X_test = test_data[['item_id']].values
y_test_true = (test_data['preference'] == 'Like').astype(int)

# Standardize features (optional, but often beneficial for neural networks)
scaler = StandardScaler()
X_train = scaler.fit_transform(X_train)
X_test = scaler.transform(X_test)

# Define the neural network model
model = Sequential()
model.add(Dense(64, input_dim=1, activation='relu'))
model.add(Dense(32, activation='relu'))
model.add(Dense(1, activation='sigmoid'))

# Compile the model
model.compile(optimizer='adam', loss='binary_crossentropy', metrics=['accuracy'])

# Train the model
model.fit(X_train, y_train, epochs=10, batch_size=32, validation_split=0.2)

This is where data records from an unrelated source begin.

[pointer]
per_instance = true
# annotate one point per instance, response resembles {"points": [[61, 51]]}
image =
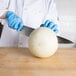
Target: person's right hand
{"points": [[14, 21]]}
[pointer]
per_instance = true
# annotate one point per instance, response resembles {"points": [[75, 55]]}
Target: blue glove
{"points": [[51, 25], [14, 21]]}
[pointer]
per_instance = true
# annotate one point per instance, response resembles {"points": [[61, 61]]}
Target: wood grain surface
{"points": [[20, 62]]}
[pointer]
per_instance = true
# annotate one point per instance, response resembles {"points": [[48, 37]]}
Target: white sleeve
{"points": [[7, 5], [52, 14]]}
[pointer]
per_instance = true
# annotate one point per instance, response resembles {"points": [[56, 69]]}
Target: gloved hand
{"points": [[14, 21], [51, 25]]}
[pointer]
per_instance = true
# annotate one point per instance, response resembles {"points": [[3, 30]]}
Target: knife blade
{"points": [[27, 31]]}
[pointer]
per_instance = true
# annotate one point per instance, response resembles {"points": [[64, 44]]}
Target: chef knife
{"points": [[27, 31]]}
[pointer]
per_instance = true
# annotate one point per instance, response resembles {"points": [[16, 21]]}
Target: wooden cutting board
{"points": [[20, 62]]}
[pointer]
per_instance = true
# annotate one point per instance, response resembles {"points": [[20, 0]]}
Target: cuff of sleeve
{"points": [[2, 12]]}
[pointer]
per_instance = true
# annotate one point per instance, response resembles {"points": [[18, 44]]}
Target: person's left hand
{"points": [[51, 25], [14, 21]]}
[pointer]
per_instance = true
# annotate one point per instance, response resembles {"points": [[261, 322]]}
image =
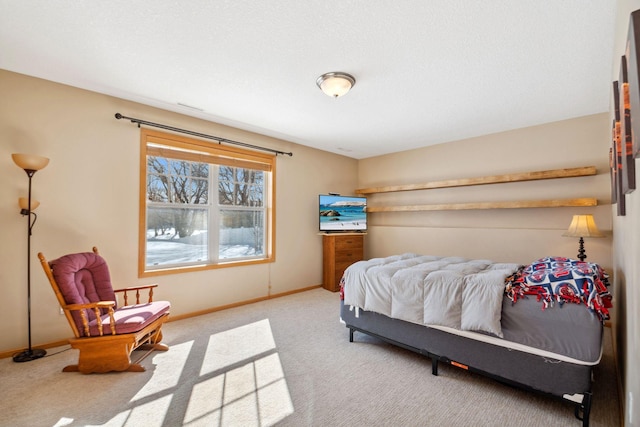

# Make predictions using the trained model
y_test_pred_prob = model.predict(X_test)
y_test_pred = (y_test_pred_prob >= 0.5).astype(int)

Epoch 1/10
Epoch 2/10
Epoch 3/10
Epoch 4/10
Epoch 5/10
Epoch 6/10
Epoch 7/10
Epoch 8/10
Epoch 9/10
Epoch 10/10
Accuracy: 0.5454545454545454


# Task 6: Accuracy

Use “Accuracy = percentage of correct predictions” to evaluate the performance of the NN model.

In [75]:
# Evaluate the model performance
accuracy = accuracy_score(y_test_true, y_test_pred)
print(f'Accuracy: {accuracy}')

Accuracy: 0.5454545454545454


This model, unfortunately, is not very accurate! Half of the time, it will guess incorrectly on if a user will like or dislike a movie. Ideally, it would be more closer to 95% at the minimum! I think the cause of this may be found in a pre-processing stage, and more accurately predicting the user-item matrix, as this is what powers the learning for this model.